I am new to standard Fortran “do concurrent” GPU coding.
Recently I had my model successfully running on A800 GPU by using “do concurrent” and “-stdpar=gpu”. It is 15 times faster than serial CPU code.
Now I want to further boost the running speed. So I am now trying “-stdpar=gpu -acc=gpu -gpu=nomanaged”, while adding some “!$ACC ENTER DATA COPYIN()”, “!$ACC UPDATE HOST()”, “!$ACC UPDATE DEVICE()” to my code. But the model result is not correct yet.
I want to figure out that whether “-gpu=nomanaged” makes all “do concurrent” loops free of data transfer, if allocatable variables used are all present (already COPYIN)? Or there are still some data transfers while executing “do concurrent”?

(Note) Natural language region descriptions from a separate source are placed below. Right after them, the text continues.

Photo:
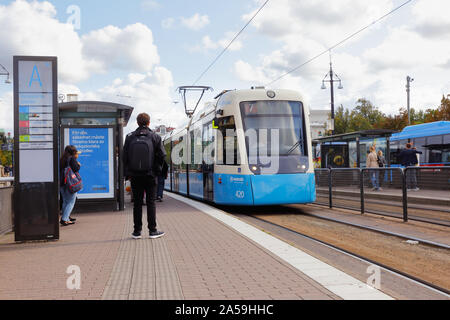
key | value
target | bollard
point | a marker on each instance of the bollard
(405, 196)
(330, 186)
(361, 185)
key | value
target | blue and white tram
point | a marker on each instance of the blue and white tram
(255, 149)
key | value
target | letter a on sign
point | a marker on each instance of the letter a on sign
(35, 76)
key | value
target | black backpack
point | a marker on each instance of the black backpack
(141, 153)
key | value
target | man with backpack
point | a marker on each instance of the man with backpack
(143, 158)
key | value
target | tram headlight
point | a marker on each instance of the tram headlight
(271, 94)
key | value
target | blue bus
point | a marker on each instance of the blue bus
(433, 139)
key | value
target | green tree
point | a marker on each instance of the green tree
(366, 109)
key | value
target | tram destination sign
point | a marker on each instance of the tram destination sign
(35, 148)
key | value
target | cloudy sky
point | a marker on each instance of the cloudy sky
(137, 52)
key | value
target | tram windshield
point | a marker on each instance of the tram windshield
(284, 117)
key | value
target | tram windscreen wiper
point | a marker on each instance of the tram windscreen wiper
(295, 146)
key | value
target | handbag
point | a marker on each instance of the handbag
(72, 180)
(380, 163)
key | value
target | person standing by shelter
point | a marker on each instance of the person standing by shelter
(161, 181)
(408, 158)
(372, 162)
(143, 158)
(68, 159)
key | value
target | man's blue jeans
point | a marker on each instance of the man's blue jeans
(374, 177)
(69, 200)
(161, 182)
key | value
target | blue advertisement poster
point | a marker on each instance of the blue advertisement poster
(96, 159)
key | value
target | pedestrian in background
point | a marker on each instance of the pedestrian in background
(161, 181)
(68, 159)
(408, 158)
(372, 162)
(143, 158)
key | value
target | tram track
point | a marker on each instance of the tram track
(389, 233)
(397, 267)
(386, 267)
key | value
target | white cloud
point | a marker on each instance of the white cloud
(209, 44)
(150, 5)
(130, 48)
(373, 64)
(168, 23)
(196, 22)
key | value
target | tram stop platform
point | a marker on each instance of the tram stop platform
(206, 254)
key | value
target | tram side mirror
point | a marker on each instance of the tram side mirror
(216, 123)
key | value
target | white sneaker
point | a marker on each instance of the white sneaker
(156, 234)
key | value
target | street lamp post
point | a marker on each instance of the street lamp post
(5, 72)
(408, 91)
(331, 75)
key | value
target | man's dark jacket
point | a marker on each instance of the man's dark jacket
(159, 152)
(408, 157)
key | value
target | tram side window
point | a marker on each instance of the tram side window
(208, 140)
(196, 150)
(446, 150)
(181, 155)
(395, 150)
(434, 149)
(167, 147)
(420, 145)
(227, 142)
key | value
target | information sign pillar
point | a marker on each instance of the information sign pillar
(36, 187)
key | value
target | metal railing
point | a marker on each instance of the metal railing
(413, 193)
(6, 182)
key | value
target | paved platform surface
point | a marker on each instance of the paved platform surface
(199, 258)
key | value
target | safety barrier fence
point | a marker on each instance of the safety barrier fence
(413, 193)
(6, 182)
(6, 212)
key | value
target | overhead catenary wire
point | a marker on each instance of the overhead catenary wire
(229, 44)
(339, 43)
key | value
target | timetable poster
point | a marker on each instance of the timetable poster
(35, 121)
(96, 159)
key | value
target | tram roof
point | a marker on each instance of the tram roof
(423, 130)
(369, 134)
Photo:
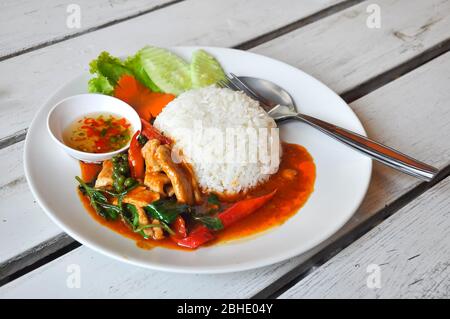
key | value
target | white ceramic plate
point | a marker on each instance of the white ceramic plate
(342, 179)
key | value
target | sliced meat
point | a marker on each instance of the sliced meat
(143, 220)
(156, 181)
(178, 176)
(105, 179)
(157, 231)
(195, 187)
(140, 197)
(148, 152)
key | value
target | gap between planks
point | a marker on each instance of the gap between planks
(62, 244)
(297, 274)
(89, 30)
(359, 91)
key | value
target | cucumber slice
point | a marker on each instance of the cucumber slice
(168, 71)
(205, 69)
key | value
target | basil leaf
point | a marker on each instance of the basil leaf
(165, 210)
(213, 223)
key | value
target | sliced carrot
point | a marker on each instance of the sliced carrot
(148, 104)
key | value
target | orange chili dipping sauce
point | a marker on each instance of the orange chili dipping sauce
(98, 133)
(294, 182)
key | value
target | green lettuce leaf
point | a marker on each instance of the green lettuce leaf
(134, 64)
(110, 67)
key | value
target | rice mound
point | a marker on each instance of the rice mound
(219, 109)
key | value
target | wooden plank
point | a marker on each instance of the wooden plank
(50, 66)
(390, 114)
(410, 249)
(341, 50)
(27, 24)
(207, 22)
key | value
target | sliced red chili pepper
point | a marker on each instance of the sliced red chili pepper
(135, 158)
(196, 238)
(151, 133)
(236, 212)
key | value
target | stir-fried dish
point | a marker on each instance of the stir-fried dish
(98, 133)
(157, 199)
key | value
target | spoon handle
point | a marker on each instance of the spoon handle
(377, 151)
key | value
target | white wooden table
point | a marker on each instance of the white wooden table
(395, 77)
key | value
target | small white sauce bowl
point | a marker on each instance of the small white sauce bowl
(65, 112)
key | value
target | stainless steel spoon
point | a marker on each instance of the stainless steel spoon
(281, 107)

Now I get the answer by myself. It is. The model is now correct and 21 times faster. Previous code has some blanks before “!$ACC UPDATE DEVICE()” which makes the directives ignored. I wish the compiler could kindly remind me there is a risk that !$ACC UPDATE DEVICE() be ignored.
You’re likely using fixed format where comment characters must be in the first column. It’s not something that the compiler can warn you about since it’s valid to include spaces there.
Though what you can do is add the flag “-Minfo=accel”. This enables the compiler feedback messages which will show when an OpenACC directive is applied. Hence if one’s missing, then you’ll find the error.